Charles Stross, The Atrocity Archives (2004) and The Jennifer Morgue (2006), enjoyable romps which fuse a partly rationalized Cthulhu Mythos with spy-story pastiche – the first purportedly in the manner of Len Deighton and the second very blatantly a James Bond caper (cat-stroking billionaire megalomaniac sails the Caribbean in his own ship and plans to rule the world by salvaging Something Awful from the depths of the Bermuda Triangle ...). The premise is that the Many-Angled Ones live at the bottom of the Mandelbrot Set and in parallel worlds accessible to mathematical invocation. Ever since Alan Turing's unfortunate discovery of the Turing/Lovecraft theorem, a secret and very tatty UK government department known as the Laundry has struggled to keep the lid on and prevent computer geeks from stumbling upon algorithms which might, for example, lead to Birmingham being devastated by the entity known as Nyarlathotep. Our hero was recruited by the Laundry after inadvertently coming close to doing precisely this. Of course everything is mightily classified. The Lovecraftian Deep Ones, with whom we coexist under the terms of the (secret) Benthic Treaty, are codenamed BLUE HADES, and similar sinister capitalizations are endemic. Thus that Bond spoof is eventually filed as CASE BROCCOLI GOLDENEYE. Good fun – intelligent silliness.
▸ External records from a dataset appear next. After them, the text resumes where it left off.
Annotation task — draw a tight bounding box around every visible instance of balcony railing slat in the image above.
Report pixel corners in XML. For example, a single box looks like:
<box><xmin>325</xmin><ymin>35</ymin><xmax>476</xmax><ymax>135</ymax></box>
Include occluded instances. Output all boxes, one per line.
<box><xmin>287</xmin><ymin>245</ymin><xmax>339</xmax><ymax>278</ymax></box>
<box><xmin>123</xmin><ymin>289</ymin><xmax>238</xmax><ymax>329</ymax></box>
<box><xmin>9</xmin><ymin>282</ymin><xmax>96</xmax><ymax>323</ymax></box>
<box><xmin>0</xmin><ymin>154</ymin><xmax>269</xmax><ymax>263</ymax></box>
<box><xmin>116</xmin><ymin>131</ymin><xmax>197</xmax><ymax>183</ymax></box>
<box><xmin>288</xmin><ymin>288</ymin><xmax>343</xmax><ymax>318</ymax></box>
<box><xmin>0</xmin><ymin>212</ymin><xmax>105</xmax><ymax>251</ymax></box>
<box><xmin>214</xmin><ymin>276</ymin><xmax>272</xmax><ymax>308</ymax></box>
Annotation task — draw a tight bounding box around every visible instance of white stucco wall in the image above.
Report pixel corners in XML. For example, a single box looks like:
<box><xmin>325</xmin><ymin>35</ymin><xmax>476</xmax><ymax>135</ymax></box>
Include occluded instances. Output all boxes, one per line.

Of course I was charmed by the special treat planted for me in "The Concrete Jungle" (bonus story in The Atrocity Archives), with its brief reference to disastrous research at "Cambridge IV" – a second or third Charlie Stross homage to my BLIT series. Thanks, guv.
Yes, of course I read heaps of other books – some reviewed for SFX, a couple written up as "Curiosities" for F&SF, and all too many that I felt no urge to annotate. Sorry. It's been a draining year; I hope to be a bit more dynamic in 2008.